Werbungskostenabzug für Anti-Mobbing-Kurs
Viele Arbeitnehmer werden an ihren Arbeitsplätzen von Kollegen oder Chefs systematisch gemobbt. Wer Hilfe in Anti-Mobbing-Kursen sucht, kann die hierbei anfallenden Kosten zumindest nach Ansicht des Finanzgerichts Niedersachsen als Werbungskosten absetzen.

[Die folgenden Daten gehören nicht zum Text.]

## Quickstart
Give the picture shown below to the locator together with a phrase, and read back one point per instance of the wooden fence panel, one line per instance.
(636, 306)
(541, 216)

In dem Streitfall vor den Niedersächsischen Richtern ging es um einen Beamten, dem ein anderes Aufgabengebiet zugewiesen wurde. Nachdem er dagegen vor dem Verwaltungsgericht vorging, fühlte er sich insbesondere von seinen Vorgesetzten vorsätzlich schikaniert. Um sein Beamtenverhältnis nicht zu gefährden, suchte er Hilfe in einem Anti-Mobbing-Kurs. Das FG Niedersachsen erkannte die Fahrtkosten zu Gruppenbesprechungen von Selbsthilfegruppen und die Mitglieds- und Lehrgangsgebühren als Werbungskosten aus nichtselbstständiger Arbeit an. Da das Finanzamt jedoch eine Nichtzulassungsbeschwerde gegen dieses Urteil eingelegt hat, liegt die Entscheidung über das Für und Wider eines Werbungskostenabzugs beim BFH (Niedersächsisches FG, Urteil v. 8.6.2006, 14 K 57/03; Revision vor dem BFH, Az: VI B 92/06).
Praxis-Tipp:
Damit das Finanzamt überhaupt einem Werbungskostenabzug für einen Anti-Mobbing-Kurs zustimmt, müssen Arbeitnehmer dem Finanzamt detailliert ihre Situation bei der Arbeit schildern. Ist das Finanzamt davon überzeugt, dass der Besuch von Selbsthilfegruppen der Erhaltung des Arbeitsplatzes dienst – also ein berufliches Interesse vorliegt – kann über die Frage des Werbungskostenabzugs diskutiert werden. Notieren Sie deshalb sämtliche Situationen, in denen Sie sich gemobbt fühlten und legen Sie diese Aufzeichnungen dem Finanzamt im Zweifel vor.